Este artículo no pretende hacer un estudio de la dicotomía poder/religión. Solamente quiere reflexionar sobre cómo se puede actuar de manera invasiva, castradora, impositora en nombre del bien, de la verdad, de la justicia, de la igualdad, de Cristo. No nombraremos a Torquemada, ni a Savoranola, o a Bruno, ni a las hogueras; tampoco vamos a nombrar la persecución a los papistas en épocas de Shakespeare, por parte del poder protestante, ni a las mujeres quemadas en Salen. Tampoco vamos a mencionar a la cruz y el arcabuz como la vanguardia del genocidio para invadir América antes de que se llamase así.
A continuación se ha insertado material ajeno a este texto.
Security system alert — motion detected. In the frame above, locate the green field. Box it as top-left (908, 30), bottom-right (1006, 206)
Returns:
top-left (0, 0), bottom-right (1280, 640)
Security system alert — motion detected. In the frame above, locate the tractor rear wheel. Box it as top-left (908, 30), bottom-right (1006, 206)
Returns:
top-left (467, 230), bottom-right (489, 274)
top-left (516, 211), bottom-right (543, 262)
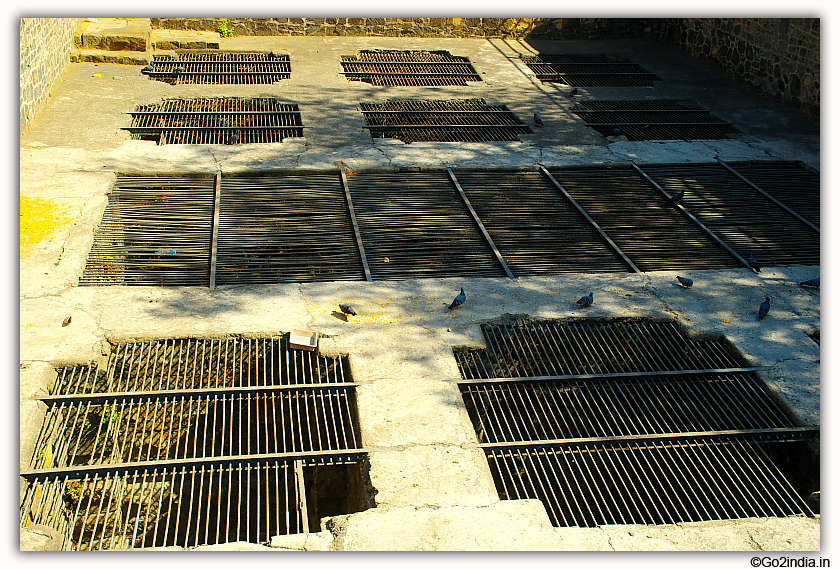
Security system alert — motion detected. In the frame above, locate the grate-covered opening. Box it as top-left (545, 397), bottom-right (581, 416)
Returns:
top-left (347, 172), bottom-right (505, 279)
top-left (21, 336), bottom-right (369, 550)
top-left (341, 50), bottom-right (481, 86)
top-left (79, 176), bottom-right (215, 286)
top-left (142, 52), bottom-right (292, 85)
top-left (455, 321), bottom-right (819, 527)
top-left (551, 166), bottom-right (741, 271)
top-left (521, 54), bottom-right (659, 87)
top-left (642, 164), bottom-right (820, 265)
top-left (216, 174), bottom-right (365, 285)
top-left (361, 99), bottom-right (531, 143)
top-left (572, 100), bottom-right (738, 141)
top-left (123, 97), bottom-right (304, 145)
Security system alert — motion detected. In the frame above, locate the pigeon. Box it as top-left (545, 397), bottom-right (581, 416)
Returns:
top-left (800, 277), bottom-right (820, 289)
top-left (677, 275), bottom-right (694, 289)
top-left (449, 287), bottom-right (467, 311)
top-left (758, 297), bottom-right (770, 320)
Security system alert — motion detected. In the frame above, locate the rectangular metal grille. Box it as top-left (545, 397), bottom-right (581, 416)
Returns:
top-left (361, 99), bottom-right (531, 143)
top-left (347, 172), bottom-right (505, 279)
top-left (551, 167), bottom-right (740, 271)
top-left (216, 174), bottom-right (365, 285)
top-left (123, 97), bottom-right (303, 144)
top-left (455, 321), bottom-right (816, 526)
top-left (143, 52), bottom-right (292, 85)
top-left (341, 50), bottom-right (481, 86)
top-left (572, 100), bottom-right (738, 141)
top-left (79, 176), bottom-right (214, 286)
top-left (21, 337), bottom-right (364, 550)
top-left (521, 54), bottom-right (659, 87)
top-left (643, 164), bottom-right (820, 265)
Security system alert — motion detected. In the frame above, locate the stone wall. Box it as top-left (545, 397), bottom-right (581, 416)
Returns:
top-left (20, 18), bottom-right (82, 136)
top-left (660, 18), bottom-right (820, 119)
top-left (151, 18), bottom-right (651, 40)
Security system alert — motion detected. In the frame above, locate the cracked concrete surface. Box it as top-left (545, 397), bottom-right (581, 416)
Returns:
top-left (20, 33), bottom-right (820, 552)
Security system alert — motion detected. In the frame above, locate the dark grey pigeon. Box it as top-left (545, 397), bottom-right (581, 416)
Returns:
top-left (758, 297), bottom-right (770, 319)
top-left (449, 287), bottom-right (467, 311)
top-left (677, 275), bottom-right (694, 289)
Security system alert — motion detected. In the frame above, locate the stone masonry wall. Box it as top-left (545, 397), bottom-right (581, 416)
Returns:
top-left (20, 18), bottom-right (82, 136)
top-left (151, 18), bottom-right (652, 40)
top-left (660, 18), bottom-right (820, 119)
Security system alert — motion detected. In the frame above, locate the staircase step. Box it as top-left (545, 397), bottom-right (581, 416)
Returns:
top-left (70, 48), bottom-right (150, 65)
top-left (73, 18), bottom-right (152, 52)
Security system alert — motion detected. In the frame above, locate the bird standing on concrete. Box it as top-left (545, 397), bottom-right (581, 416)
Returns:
top-left (758, 297), bottom-right (770, 320)
top-left (677, 275), bottom-right (694, 289)
top-left (449, 287), bottom-right (467, 311)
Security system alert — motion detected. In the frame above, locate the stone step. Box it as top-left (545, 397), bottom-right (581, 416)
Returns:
top-left (73, 18), bottom-right (152, 52)
top-left (70, 48), bottom-right (151, 65)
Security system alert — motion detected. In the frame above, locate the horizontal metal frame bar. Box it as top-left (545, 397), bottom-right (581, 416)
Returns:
top-left (478, 427), bottom-right (820, 449)
top-left (457, 367), bottom-right (763, 384)
top-left (20, 448), bottom-right (367, 479)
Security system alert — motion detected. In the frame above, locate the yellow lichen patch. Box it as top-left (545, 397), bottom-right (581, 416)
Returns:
top-left (20, 196), bottom-right (73, 257)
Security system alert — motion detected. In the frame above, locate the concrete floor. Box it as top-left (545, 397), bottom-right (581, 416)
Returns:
top-left (20, 37), bottom-right (820, 551)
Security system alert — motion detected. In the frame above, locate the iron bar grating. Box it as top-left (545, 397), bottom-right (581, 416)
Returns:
top-left (450, 172), bottom-right (627, 275)
top-left (551, 168), bottom-right (740, 271)
top-left (143, 52), bottom-right (292, 85)
top-left (123, 97), bottom-right (303, 144)
top-left (216, 174), bottom-right (364, 285)
top-left (521, 54), bottom-right (659, 87)
top-left (341, 50), bottom-right (481, 86)
top-left (571, 100), bottom-right (738, 141)
top-left (347, 172), bottom-right (505, 279)
top-left (455, 321), bottom-right (816, 527)
top-left (79, 176), bottom-right (214, 286)
top-left (21, 337), bottom-right (364, 550)
top-left (642, 164), bottom-right (820, 265)
top-left (361, 99), bottom-right (531, 143)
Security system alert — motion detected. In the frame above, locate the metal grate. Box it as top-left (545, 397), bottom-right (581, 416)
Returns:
top-left (123, 97), bottom-right (304, 144)
top-left (216, 174), bottom-right (365, 285)
top-left (341, 50), bottom-right (481, 86)
top-left (79, 176), bottom-right (214, 286)
top-left (142, 52), bottom-right (292, 85)
top-left (21, 337), bottom-right (364, 550)
top-left (455, 321), bottom-right (818, 527)
top-left (347, 172), bottom-right (505, 279)
top-left (572, 100), bottom-right (738, 141)
top-left (450, 172), bottom-right (628, 275)
top-left (361, 99), bottom-right (531, 143)
top-left (551, 167), bottom-right (741, 271)
top-left (642, 164), bottom-right (820, 265)
top-left (521, 54), bottom-right (659, 87)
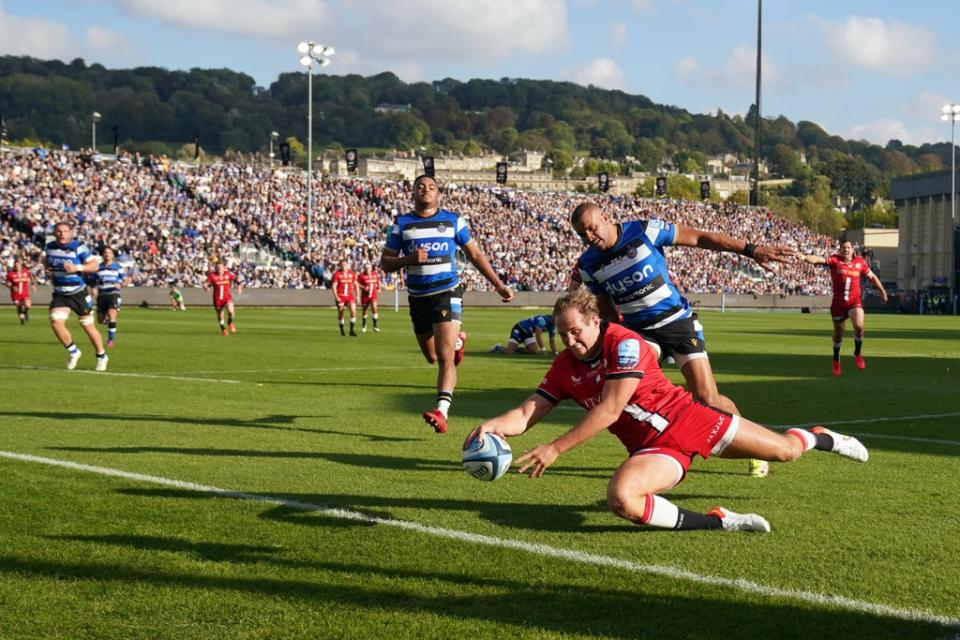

Nos interesa un caso curioso, nada sangriento, nada espectacular, que obedece a la misma lógica de actuar en nombre de Dios, del bien que se ampara en la lógica del libre comercio, de la moral, la salvación de las almas, etcétera. Los párrafos anteriores funcionan como marco conceptual de eso que inauguró Gramsci, caracterizando el contexto ideológico-cultural como una forma de normalización de las estructuras de poder, de opresión.
En fin, el tinglado que nos ocupa, tiene que ver con las salas de cine y teatro. Distribuidores internacionales y empresas de exhibición concentraron el negocio en centros comerciales, en donde se privilegian refrescos, cotufas, tequeños y demás “snacks”, sobre lo que se esté proyectando. A esto se le suman los grupos religiosos que parecieran andar a la caza de salas de espectáculos en las calles para utilizarlos como templos. Total, nos quedamos con apenas unas cuantas salas teatrales y ninguna edificación para cine. Podemos comprar ropa, maquillaje, crema de afeitar, forros para teléfonos, obras de teatro, películas de estreno; todo a la moda. Vamos a la antigua sala de cine a recibir la palabra. El precio es un diezmo que, de paso, sirve para entrar al paraíso.
Por eso no es de extrañar que el Teatro Tilingo, hermosa, tradicional sala de espectáculos para los niños, ahora esté en manos de los adalides de la paz, del amor, de Cristo. ¡Si Dios existiera, seguro que estaría arrecho!